While there were a lot of moving parts on "The Better Half," this week's Mad Men featured the original king and queen of the cast, Don and Betty Draper. It was a surprising turn of events and deserves some deep exploration.
To start, we'll cover the other areas of interest and finish out with the bang.
Once Pete learned Harry had gone to Duck to explore his options outside of SCDP et al., he did the same. The bad news is that after the merger things look worse on the outside than they did before. To the public, it's a firm full of Chiefs with no Indians. Don't bemoan the turn of the phrase, because that's what the time called for. The employees and the partners have actually lost value to the public by joining forces. It was just one more thing added to the many stresses in Pete's life.
Roger made a grand-parenting boo boo and upon his restrictions with his grandson decided to try to up the ante with own son, Kevin. Needless to say, Joan wasn't up for that and Roger was left blowing in the breeze.
Then we have Peggy. Peggy is struggling at work because she's being used as a pawn between Ted and Don, with the former using the added influence of "being in love with his protege." If Peggy's life at work is a soap opera of confusion, her home life is one out of the movies.
After Abe forced her hand to move into a bad neighborhood, he wound up getting stabbed. His writing is setting him up as a target in the very hood he seems to want to fight for, yet they are targeting him, throwing bricks into their windows and leaving Peggy feeling afraid in her own home; so afraid she stabbed Abe when he walked up silently behind her. The result?
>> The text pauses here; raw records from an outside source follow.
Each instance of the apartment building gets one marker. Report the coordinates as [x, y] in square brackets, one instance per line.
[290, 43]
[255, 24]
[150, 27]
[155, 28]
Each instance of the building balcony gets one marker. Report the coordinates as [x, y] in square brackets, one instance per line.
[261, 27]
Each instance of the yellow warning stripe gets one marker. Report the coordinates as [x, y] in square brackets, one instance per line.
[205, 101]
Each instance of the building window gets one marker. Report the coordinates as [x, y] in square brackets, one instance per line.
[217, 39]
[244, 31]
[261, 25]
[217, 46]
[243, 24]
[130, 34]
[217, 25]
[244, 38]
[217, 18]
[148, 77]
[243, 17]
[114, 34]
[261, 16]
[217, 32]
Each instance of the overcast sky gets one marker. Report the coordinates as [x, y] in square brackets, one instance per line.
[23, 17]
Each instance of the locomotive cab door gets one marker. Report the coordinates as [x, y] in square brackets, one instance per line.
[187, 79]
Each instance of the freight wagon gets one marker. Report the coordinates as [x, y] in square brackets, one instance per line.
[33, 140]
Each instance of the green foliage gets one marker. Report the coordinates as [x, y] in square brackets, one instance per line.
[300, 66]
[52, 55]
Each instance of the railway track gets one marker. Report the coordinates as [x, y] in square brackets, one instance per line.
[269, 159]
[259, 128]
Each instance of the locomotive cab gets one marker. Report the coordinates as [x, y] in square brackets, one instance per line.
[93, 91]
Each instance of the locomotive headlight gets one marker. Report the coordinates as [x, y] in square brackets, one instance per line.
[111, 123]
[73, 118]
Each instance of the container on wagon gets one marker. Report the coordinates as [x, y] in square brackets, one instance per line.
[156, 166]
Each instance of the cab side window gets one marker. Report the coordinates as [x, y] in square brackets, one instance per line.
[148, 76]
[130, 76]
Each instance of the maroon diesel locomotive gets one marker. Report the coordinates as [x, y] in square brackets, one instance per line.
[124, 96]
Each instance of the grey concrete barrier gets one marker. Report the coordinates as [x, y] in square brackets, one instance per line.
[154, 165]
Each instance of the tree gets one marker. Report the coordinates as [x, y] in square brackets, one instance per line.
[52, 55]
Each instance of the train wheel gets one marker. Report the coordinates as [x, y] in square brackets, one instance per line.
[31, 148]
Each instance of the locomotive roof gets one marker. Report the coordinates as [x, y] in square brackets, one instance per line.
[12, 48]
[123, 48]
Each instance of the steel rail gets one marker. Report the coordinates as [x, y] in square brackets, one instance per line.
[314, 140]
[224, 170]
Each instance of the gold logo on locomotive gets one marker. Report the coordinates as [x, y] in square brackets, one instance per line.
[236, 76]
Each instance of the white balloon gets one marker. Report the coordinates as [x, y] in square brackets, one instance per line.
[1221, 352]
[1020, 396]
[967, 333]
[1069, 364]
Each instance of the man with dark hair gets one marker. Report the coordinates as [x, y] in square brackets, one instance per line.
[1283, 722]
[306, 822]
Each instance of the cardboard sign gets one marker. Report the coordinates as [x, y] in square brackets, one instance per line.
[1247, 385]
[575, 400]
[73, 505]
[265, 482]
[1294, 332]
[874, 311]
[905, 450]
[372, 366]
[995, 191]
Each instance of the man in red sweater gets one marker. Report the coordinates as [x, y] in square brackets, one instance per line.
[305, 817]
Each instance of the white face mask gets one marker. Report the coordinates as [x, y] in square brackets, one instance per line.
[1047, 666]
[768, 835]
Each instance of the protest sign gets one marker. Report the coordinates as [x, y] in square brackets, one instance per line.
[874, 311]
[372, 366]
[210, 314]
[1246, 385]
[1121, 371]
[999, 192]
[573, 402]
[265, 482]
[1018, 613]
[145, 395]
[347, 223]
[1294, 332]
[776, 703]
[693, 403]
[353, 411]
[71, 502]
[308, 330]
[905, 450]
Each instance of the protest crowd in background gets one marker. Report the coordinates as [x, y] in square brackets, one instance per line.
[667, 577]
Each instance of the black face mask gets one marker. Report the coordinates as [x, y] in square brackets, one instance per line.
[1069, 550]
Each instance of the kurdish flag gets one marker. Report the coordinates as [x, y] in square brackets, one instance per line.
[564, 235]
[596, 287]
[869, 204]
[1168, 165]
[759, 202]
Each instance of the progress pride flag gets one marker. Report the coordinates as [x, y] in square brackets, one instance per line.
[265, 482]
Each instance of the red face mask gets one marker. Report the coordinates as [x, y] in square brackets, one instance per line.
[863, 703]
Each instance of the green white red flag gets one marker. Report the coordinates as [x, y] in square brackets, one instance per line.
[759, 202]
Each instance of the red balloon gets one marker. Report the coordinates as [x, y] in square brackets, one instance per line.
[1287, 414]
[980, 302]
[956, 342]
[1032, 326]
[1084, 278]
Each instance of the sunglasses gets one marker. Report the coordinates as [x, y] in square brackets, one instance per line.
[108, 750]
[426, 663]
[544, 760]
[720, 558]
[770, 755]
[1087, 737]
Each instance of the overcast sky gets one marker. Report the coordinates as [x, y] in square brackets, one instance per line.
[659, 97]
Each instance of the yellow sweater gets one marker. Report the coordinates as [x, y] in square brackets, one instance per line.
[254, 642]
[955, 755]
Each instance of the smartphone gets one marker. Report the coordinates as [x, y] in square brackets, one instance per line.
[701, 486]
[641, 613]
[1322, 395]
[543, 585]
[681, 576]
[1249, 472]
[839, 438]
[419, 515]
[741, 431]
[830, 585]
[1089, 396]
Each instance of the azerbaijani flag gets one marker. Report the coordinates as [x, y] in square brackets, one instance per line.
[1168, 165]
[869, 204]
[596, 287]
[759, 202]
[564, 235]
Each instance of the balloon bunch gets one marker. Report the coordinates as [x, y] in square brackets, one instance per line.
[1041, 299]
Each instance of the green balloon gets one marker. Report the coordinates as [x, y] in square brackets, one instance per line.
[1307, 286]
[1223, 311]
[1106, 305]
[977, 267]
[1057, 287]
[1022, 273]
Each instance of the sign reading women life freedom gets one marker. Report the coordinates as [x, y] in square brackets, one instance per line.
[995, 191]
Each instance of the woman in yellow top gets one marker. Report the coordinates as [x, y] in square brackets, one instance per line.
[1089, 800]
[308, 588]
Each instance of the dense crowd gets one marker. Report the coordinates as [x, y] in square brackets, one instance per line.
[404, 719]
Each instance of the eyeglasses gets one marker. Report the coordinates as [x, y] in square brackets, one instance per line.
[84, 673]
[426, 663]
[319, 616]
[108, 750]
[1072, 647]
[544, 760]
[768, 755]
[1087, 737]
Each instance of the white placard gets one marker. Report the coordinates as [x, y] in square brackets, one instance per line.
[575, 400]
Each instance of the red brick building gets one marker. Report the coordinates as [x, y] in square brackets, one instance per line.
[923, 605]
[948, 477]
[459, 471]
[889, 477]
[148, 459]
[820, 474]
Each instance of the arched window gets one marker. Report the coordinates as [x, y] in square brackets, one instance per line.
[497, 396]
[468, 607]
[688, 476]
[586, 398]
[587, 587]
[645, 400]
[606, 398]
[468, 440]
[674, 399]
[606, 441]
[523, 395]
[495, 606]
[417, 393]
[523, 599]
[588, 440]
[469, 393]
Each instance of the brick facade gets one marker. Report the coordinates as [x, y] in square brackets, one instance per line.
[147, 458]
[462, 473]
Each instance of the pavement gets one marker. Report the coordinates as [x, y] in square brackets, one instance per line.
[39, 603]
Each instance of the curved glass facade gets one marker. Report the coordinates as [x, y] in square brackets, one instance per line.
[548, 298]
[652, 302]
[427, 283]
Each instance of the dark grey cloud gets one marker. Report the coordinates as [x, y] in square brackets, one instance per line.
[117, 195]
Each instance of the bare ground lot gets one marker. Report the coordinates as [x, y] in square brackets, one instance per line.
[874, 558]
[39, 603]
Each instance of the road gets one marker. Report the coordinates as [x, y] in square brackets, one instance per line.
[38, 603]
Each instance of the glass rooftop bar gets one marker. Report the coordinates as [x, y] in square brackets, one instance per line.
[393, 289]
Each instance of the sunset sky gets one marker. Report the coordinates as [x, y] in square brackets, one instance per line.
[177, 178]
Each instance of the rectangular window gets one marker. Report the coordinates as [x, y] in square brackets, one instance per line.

Abe: I thought you'd be braver. You're in advertising.
Peggy: Don't do this right now. I said I was sorry.
Abe: Your activities are offensive to my every waking moment. I'm sorry, but you'll always be the enemy.
Peggy: Are you breaking up with me? | permalink
After declaring his love to such a degree that Peggy was told she couldn't even brush her hand against his when handing him a presentation, Ted then displayed utter apathy over her breakup with Abe, showing no interest in kindling something she seemed open to once she and Abe were over.
I don't think there are a more confused bunch of people on television than you can find on Mad Men.
Which brings me to Don and Betty. Betty is back to her fighting weight and looking gorgeous. Turning heads and stopping men in her tracks, that's Betty. But this time she's a calmer, more confident Betty than the one she was when she was married to Don. He came upon her being ogled at a gas station as they both made their way to Bobby's summer camp for the weekend.
Later, they had a series of what might have been the most deep and meaningful conversations they've ever had that we've been privy to. With the way things ended between them, they really needed a closing moment. Something that would allow them to remember the good times where they started, instead of the mess they were at the end of their marriage.
After a short, thoughtful walk down memory lane, Betty left the door open for Don to follow her into her room and they reignited the passion we never knew they had. It was rather beautiful. From Betty asking what he thought when he saw her to Don saying they could have just laid here in each other's arms and it would have meant as much, it was an exquisite revisiting of their lost love. Betty had something wise to say with regard to Megan, as well.
That poor girl. She doesn't know that loving you is the worst way to get to you. | permalink
Betty has found a true happiness with Henry and the next morning she was gone from the bed and at breakfast with her husband, laughing and smiling, leaving Don to eat his breakfast alone.
Once again we're left wondering if, when Don gets home and realizes what he has in Megan - really so similar to what he had with Betty and squashed like a tiny bug under his never-ending need for self-sabotage - he will try to make it work. Will revisiting Betty and what could have been, hearing her insight into his psyche, give him the strength he needs to accept some happiness of his own?
That it took a divorce and new spouses to finally understand each other in the way Don and Betty did while at Bobby's camp was worth the wait. I could have spent the entire hour exploring their history together and where they've ended up.